A ‘complete streets’ bill being passed down to state legislatures through the National Conference of State Legislatures would mandate twenty-percent of all highway funds be dedicated to bike paths, curbs, and sidewalks. We defeated it in Texas, but who knows how many states fell for it. When taxpayers are being told there’s no money for roads requiring tolling everything that moves, in part, it’s due to these federal and even state mandates that starve road funds.

Street cars named No Desire
Coburn’s report highlights how federal taxpayers were also asked to pay $36 million for a 2.2-mile trolley line in St. Louis from a museum to a library. In San Antonio, local officials are foisting an undesirable downtown street car project on taxpayers, and heisting $92 million in road funds to do so as an end run around a public vote. Advocates cite the ability to snag federal funds as a reason for pursuing the project.

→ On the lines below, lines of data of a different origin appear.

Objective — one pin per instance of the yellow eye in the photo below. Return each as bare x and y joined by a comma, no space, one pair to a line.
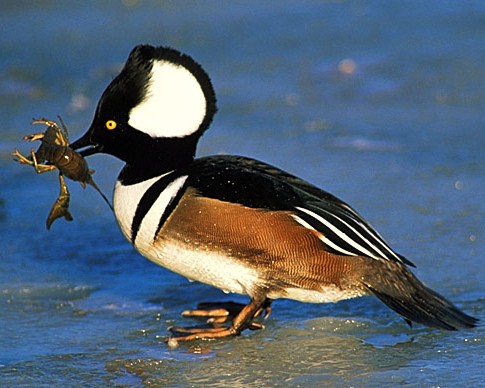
110,125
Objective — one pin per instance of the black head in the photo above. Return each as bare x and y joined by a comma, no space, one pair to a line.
155,110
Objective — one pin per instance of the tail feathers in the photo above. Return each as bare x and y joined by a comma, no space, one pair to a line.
428,308
399,289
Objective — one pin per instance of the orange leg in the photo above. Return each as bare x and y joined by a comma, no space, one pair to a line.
243,319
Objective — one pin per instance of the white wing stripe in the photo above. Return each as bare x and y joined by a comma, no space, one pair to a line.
325,240
360,235
338,232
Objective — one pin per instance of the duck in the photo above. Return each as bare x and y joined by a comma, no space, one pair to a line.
232,222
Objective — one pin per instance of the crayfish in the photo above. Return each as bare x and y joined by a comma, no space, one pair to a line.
54,153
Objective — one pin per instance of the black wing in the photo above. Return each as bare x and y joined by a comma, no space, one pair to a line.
258,185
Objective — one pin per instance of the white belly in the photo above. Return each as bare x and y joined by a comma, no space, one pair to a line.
204,266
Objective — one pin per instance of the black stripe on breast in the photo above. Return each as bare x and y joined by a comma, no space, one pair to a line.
170,207
149,198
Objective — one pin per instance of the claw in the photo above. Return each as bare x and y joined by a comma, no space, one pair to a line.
241,317
61,206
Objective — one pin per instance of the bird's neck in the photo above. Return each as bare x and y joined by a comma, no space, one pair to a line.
158,159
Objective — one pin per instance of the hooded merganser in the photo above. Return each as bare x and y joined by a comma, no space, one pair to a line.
236,223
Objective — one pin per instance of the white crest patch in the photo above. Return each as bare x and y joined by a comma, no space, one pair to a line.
174,104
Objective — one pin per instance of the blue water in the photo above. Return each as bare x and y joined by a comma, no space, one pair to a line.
380,103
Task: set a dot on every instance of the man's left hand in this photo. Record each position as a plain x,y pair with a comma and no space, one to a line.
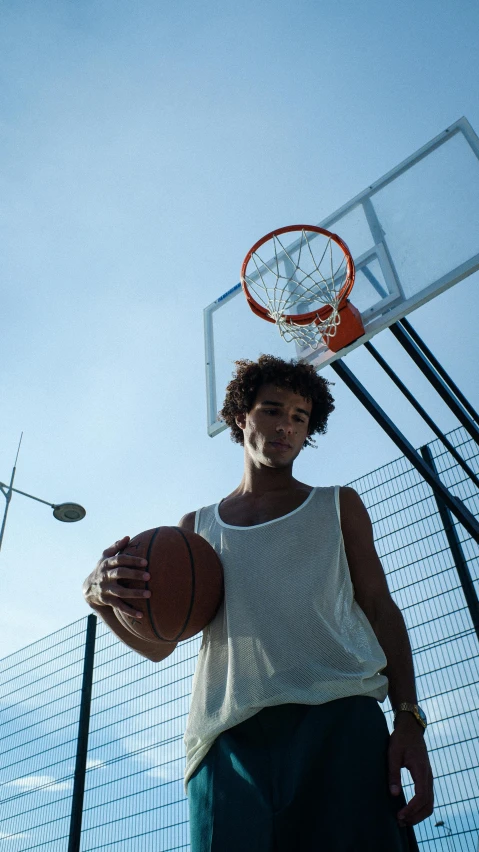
408,749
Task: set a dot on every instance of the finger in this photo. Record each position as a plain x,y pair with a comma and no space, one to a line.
414,819
114,548
122,592
128,610
125,560
422,800
124,573
394,762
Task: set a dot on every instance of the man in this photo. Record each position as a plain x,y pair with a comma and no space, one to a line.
287,748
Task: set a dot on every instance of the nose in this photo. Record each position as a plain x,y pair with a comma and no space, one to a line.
286,427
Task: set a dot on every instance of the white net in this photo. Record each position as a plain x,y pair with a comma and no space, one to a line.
301,278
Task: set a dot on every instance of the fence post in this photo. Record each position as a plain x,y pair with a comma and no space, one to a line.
456,549
82,740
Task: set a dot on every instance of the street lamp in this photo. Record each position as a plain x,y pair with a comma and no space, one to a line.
67,512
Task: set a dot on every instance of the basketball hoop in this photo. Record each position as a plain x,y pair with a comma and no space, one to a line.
303,288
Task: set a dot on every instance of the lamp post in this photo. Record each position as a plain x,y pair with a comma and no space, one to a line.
67,512
442,824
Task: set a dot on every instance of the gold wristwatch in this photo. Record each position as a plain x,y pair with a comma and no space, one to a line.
418,714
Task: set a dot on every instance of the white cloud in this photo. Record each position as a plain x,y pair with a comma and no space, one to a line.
33,782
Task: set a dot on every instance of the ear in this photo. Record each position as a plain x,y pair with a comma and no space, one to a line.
240,421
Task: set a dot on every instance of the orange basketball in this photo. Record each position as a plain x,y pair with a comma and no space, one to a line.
186,584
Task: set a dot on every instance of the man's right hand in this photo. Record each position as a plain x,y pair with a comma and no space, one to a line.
102,588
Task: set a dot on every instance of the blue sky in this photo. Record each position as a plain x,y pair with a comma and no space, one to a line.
144,147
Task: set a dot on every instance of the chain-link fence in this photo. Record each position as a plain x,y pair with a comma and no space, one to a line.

It doesn’t stop at trolleys and street cars, the waste extends to trains, too. Thirty-eight million in federal transit funds (which are funded from federal gas taxes) were spent on sightseeing trains for cruise ship tourists in Alaska. How about the $145,000 in highway funds spent on a bronze sculpture of Herbert Hoover’s wife in Waterloo, Iowa, or the $74 million dollar electric vehicle tax credit, or the free bus rides for Super Bowl XLVI attendees in Indianapolis at a price tag of $142,419?

To top it all off, Grants Pass, Oregon will spend $78,000 each on five bus shelters. A grand total of $388,000 in federal funds will be used for the project.

Coburn’s report notes:
“In 2009, the city planned to spend $322,000 for between six and ten shelters. By 2012, however, the price estimate rose to more than $530,000 for only five shelters. That would have put the cost at $106,000 each.

“‘Around here, that’s enough to build a three-bedroom house,’ commented Grants Pass Councilman Dan de Young, ‘What we should do is build a house at each station, and if you miss your last bus, you can stay there overnight.’”

Misplaced priorities
“Would the dollars spent on these transportation projects not have been better spent to fix some of the 22,158 deficient bridges plaguing our national highway system?” asks Coburn.

Truly, building and maintaining our highway system, the lifeline of daily living, is one of the few core functions of government. Yet, it’s been habitually raided and neglected, forcing a reliance on tolling, which is a cleverly cloaked tax hike imposed by state and local governments.

When you add in all the waste from the other agencies of the federal government Coburn highlights, there’s literally hundreds of millions in waste that can and should be cut before a single American should be asked to pay more in taxes. And Coburn’s Waste Book isn’t meant to be exhaustive, rather to be illustrative of the most outrageous waste in any given year. There’s certainly more fat to be burned. His analysis also doesn’t touch on the waste in state or local government nor the skyrocketing trajectory of increased government spending.

So all told, there’s more waste than one senator’s office has the resources to identify, and clearly government spending as a whole is so out of control, it’s unsustainable. Hence, the term ‘fiscal cliff.’ Well, may I suggest politicians retreat from their proverbial demagoguery and class warfare and focus instead on restoring fiscal sanity in Washington? A financially solvent America is the only path to prosperity for all.